Jim Harris Talks About Illustrating...
The Trouble With Cauliflower
You have to admit that a book called The Trouble With Cauliflower covers a very important topic. In fact, the main surprise for me when I read the manuscript for the first time was that it was so SHORT. I mean, I could have filled volumes talking about “the trouble with cauliflower.”
Having said that (mostly for the benefit of my mother… who could not think of one SINGLE trouble with cauliflower the whole time I was growing up)… I must tell you that the book The Trouble With Cauliflower actually purports to show that there IS no trouble with cauliflower. In fact, it tastes fine, smells great, looks charming (thanks to the art, I might add) and will not – although there is some confusion over this at the beginning – bring you bad luck.
It almost convinced me.
I said ALMOST.
The only time I eat cauliflower is if it is chopped up into invisible pieces and surreptitiously slipped into a lettuce salad. And my wife gets away with that only if I’ve been up 48 hours straight trying to meet a deadline… thus my taste buds and visual apparatus are only functioning at half normal capacity.

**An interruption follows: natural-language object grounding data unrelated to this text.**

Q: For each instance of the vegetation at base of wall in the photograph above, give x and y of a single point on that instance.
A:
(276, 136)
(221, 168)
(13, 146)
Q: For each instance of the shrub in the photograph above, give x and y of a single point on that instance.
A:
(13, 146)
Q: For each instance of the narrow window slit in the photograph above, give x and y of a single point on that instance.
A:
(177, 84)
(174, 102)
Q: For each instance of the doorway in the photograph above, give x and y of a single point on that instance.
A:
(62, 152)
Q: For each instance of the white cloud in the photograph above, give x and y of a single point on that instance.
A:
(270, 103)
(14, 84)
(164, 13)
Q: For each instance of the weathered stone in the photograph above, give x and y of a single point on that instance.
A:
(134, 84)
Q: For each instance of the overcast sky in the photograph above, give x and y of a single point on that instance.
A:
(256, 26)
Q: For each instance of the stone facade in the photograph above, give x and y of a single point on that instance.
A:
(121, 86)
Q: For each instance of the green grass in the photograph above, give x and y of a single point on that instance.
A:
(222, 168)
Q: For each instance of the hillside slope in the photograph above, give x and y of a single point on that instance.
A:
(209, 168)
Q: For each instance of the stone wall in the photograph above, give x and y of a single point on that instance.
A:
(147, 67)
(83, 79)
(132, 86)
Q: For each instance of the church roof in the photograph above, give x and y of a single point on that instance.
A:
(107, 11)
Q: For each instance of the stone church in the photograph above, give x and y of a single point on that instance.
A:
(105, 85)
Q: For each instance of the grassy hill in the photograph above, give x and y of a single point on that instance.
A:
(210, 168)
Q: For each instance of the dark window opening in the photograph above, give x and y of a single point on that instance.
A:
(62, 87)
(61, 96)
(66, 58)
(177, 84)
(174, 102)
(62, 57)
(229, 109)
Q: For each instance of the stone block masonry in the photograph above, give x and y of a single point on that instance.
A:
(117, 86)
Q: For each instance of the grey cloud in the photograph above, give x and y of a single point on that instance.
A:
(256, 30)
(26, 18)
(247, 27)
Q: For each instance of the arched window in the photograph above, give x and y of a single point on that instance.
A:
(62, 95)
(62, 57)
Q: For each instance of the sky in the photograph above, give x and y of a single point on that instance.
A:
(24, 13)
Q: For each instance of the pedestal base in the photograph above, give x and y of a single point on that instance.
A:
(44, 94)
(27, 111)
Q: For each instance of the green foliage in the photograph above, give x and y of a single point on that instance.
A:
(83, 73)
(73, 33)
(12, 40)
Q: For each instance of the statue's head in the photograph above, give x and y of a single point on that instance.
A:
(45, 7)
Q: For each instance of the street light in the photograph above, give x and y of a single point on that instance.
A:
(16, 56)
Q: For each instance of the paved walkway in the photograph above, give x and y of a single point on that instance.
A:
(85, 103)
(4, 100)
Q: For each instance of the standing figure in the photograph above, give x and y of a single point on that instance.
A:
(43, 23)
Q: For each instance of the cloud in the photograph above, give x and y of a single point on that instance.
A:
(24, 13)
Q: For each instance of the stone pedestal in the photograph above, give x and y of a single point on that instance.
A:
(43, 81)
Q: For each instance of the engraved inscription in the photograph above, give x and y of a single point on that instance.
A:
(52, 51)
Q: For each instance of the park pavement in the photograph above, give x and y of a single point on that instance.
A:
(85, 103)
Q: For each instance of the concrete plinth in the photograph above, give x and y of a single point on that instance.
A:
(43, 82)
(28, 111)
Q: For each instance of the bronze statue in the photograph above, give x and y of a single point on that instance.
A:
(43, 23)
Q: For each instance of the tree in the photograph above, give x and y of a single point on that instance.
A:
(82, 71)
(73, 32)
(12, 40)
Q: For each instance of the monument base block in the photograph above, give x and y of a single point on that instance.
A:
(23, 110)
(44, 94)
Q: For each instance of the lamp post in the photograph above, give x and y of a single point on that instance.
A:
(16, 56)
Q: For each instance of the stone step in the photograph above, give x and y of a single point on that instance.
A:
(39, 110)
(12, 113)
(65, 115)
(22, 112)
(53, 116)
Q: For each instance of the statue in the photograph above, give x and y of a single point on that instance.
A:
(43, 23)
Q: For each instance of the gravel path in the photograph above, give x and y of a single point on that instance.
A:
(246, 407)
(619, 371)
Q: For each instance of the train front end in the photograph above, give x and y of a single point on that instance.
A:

Personally, I think variety is the most important thing in a diet. A good variety would consist of something like pepperoni pizza, followed by ham pizza, then mega-cheese-supreme pizza, triple-pepper pizza, sausage pizza, cream-cheese pizza, chocolate pizza…. You get the idea. I feel strongly that a steady rotation of this type of variety completely eliminates any need for cauliflower.
And now that we are on the topic of variety, I would like to move over to the idea of variety in artwork. ANYTHING to get off the topic of cauliflower!
Using Textures in Illustrations
Variety is actually very important in artwork. And one of my favorite ways to use variety is in textures. Some people say my artwork is “detailed.” But there are many places it isn’t detailed at all… it just has a lot of variety in the textures.
Here’s Mortimer, the hero of The Trouble With Cauliflower, making a very good point about one particular cauliflower casserole. (I can’t tell you the point or I’d give away the plot… )
Anyway, this illustration would be boring if it didn’t have different textures for your eye to enjoy subconsciously when you look at it.
There’s the chair seat… a knobbly kind of texture
There’s Mort’s shoes…. a glossy leathery texture
There’s his socks… chunky lumps
There’s Mort’s fur… spiky texture
And his nose… a smooth, almost shiny kind of texture .
Now maybe it seems like all this happens automatically… but it doesn’t. You have to purposely notice the textures in the objects you’re painting and choose to emphasize them in your brush strokes (and even before that, in your preliminary sketch)… for them to show up clearly.
Not all artists choose to emphasize texture. Some almost ignore it and get a sense of variety through other things, but I love to play with interesting textures.